Todo empezó con una promesa. Víctor Benlloch, vecino de La Pobla de Vallbona y natural de Godella, decidió que no podía quedarse de brazos cruzados. Tras superar un cáncer de vejiga y ver cómo la enfermedad afectaba también a personas muy cercanas, decidió actuar. ¿Cómo? Recorriendo más de 1.000 kilómetros a pie hasta Santiago de Compostela para recaudar fondos destinados a la investigación contra el cáncer.

Pero esta no es una caminata cualquiera. Es un viaje de fe, de compromiso personal y, sobre todo, de esperanza. En 35 días y sin lujos —solo con su mochila, tienda de campaña y hornillo—, Víctor recorrerá el Camino de Santiago desde la puerta de su casa, motivado por una causa que le toca muy de cerca.

Una lucha personal transformada en solidaridad

Víctor sabe bien lo que es luchar. Hace 25 años fue trasplantado de riñón y desde entonces toma una medicación inmunosupresora que, lamentablemente, le genera tumores. A día de hoy ha sido operado de siete, y en 2021 se enfrentó a un cáncer de vejiga. Afortunadamente, logró superarlo. Poco después, su prima fue diagnosticada con cáncer de mama. Ella también logró curarse. Pero un amigo cercano no tuvo la misma suerte.

Estas experiencias marcaron profundamente a Víctor y lo empujaron a cumplir su promesa: hacer el Camino de Santiago como símbolo de lucha y superación, y al mismo tiempo, ayudar a recaudar fondos para la Asociación Española Contra el Cáncer (AECC).

Un camino que se convierte en altavoz

Gracias al apoyo de la comunidad “Camino a pasos cortos”, y con el respaldo de su familia y amigos, Víctor ha preparado todo lo necesario para esta travesía. A través de un enlace en su blog personal, cualquiera puede donar para contribuir a la investigación médica.
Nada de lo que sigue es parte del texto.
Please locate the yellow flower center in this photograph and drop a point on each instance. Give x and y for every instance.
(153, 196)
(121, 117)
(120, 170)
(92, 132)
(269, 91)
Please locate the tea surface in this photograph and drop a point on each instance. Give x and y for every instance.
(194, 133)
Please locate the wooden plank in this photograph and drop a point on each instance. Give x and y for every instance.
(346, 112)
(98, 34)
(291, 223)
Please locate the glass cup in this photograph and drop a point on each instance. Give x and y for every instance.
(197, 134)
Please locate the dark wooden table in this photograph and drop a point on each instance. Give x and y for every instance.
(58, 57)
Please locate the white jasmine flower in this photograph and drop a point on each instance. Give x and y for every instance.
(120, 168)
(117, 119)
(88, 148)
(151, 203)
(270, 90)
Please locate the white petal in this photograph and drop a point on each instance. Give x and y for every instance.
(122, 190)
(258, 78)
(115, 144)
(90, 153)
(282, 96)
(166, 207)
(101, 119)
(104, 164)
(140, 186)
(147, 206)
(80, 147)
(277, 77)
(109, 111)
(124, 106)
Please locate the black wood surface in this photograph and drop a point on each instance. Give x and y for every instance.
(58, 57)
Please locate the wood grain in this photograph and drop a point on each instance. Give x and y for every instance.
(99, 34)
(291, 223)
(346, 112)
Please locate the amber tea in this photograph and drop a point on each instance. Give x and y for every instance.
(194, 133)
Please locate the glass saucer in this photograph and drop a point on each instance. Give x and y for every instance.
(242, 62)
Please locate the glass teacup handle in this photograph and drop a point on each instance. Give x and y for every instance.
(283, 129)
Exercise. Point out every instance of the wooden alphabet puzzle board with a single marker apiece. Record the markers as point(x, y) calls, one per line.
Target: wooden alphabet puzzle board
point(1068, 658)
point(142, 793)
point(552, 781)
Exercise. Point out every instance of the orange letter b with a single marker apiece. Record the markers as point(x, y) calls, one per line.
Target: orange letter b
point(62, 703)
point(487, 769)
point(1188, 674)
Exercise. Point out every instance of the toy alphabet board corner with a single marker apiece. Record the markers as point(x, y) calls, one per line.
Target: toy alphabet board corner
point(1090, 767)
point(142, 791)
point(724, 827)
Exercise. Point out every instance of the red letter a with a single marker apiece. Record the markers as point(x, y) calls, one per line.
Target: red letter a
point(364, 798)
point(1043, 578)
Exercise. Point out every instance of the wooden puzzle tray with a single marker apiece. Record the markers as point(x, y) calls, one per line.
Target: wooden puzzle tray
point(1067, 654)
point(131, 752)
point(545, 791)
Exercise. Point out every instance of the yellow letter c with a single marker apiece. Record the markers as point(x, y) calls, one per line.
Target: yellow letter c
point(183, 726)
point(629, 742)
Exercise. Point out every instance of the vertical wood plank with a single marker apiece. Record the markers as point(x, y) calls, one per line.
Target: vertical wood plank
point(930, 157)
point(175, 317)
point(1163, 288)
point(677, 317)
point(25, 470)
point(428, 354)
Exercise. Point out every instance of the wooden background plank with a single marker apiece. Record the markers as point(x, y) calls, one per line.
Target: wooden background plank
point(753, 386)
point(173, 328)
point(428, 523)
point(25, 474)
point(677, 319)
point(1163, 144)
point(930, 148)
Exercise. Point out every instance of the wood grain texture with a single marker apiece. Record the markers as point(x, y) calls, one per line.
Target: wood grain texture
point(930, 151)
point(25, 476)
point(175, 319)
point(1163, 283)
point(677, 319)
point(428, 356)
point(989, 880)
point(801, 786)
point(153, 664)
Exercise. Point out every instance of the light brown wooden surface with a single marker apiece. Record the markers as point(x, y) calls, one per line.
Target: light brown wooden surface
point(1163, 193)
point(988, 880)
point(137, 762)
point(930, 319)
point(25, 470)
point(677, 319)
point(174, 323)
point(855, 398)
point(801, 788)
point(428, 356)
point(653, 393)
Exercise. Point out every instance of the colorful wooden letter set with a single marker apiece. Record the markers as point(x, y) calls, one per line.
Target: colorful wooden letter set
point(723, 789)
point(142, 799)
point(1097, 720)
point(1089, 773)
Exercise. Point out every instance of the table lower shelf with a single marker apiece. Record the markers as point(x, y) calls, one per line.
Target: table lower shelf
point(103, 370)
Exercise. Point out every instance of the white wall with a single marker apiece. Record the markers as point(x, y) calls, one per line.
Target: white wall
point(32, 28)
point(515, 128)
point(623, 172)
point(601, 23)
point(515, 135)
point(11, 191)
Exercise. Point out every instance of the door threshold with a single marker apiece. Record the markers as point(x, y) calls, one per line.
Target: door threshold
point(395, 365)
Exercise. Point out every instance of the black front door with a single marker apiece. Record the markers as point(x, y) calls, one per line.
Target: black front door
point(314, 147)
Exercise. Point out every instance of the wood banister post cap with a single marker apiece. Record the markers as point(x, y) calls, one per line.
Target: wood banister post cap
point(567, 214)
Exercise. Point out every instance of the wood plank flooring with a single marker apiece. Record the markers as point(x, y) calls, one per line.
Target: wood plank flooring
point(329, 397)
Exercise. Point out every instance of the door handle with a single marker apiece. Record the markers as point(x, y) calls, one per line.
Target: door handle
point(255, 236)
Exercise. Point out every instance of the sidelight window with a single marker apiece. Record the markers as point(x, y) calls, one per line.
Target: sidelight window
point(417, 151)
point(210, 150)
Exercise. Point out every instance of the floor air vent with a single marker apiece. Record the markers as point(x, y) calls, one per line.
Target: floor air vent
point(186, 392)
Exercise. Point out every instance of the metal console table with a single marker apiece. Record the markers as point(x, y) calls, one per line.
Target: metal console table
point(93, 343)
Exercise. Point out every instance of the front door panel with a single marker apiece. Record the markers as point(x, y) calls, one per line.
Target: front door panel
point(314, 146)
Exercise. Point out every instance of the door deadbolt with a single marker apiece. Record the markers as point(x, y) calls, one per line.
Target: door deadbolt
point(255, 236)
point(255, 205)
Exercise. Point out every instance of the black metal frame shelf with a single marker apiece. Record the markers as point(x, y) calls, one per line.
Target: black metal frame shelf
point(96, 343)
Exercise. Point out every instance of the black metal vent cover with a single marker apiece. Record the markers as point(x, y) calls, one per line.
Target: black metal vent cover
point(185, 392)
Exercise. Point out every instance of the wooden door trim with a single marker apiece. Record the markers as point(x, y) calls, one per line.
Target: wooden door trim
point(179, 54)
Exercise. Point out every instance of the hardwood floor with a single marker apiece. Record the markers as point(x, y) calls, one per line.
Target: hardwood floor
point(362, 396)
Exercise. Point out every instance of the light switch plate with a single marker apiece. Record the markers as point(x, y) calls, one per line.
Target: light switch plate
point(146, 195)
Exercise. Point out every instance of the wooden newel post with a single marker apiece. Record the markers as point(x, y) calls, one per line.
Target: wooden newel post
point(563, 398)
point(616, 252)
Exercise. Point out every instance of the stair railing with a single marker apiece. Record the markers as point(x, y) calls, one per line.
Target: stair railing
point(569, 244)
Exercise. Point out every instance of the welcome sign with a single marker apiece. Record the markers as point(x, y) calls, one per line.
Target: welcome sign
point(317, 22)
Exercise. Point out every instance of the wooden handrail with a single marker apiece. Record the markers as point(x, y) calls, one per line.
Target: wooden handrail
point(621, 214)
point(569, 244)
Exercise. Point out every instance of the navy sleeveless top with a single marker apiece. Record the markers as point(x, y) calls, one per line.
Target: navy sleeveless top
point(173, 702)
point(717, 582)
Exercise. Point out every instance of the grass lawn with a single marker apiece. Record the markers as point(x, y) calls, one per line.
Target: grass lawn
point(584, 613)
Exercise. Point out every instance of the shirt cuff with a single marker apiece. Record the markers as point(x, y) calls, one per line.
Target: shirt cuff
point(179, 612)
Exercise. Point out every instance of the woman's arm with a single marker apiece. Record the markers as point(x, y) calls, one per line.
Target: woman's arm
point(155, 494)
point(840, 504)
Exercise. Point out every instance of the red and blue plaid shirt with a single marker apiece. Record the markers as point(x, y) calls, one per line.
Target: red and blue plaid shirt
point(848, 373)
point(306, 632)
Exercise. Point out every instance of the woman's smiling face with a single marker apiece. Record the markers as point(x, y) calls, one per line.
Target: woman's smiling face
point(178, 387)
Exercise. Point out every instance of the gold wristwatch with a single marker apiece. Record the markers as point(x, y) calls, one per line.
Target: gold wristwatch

Todo lo recaudado irá destinado íntegramente a la AECC.

La ruta elegida es exigente. Dormirá al raso, cocinará su propia comida y evitará albergues, buscando mantener una experiencia completamente austera. Su objetivo es claro: visibilizar la causa, inspirar a otros y demostrar que cualquier pequeño gesto puede tener un gran impacto.

Un mensaje que trasciende

“Soy trasplantado renal. Para que mi cuerpo no rechace el órgano, tomo una medicación que me genera tumores”, explica Víctor con naturalidad. Y aun así, lejos de rendirse, ha elegido hacer algo extraordinario. Convertir su historia en motor de cambio.

A lo largo de este mes de caminata, recorrerá unos 30 kilómetros diarios. Cada paso será una forma de recordar a quienes luchan contra el cáncer, y de enviar un mensaje de fuerza y esperanza.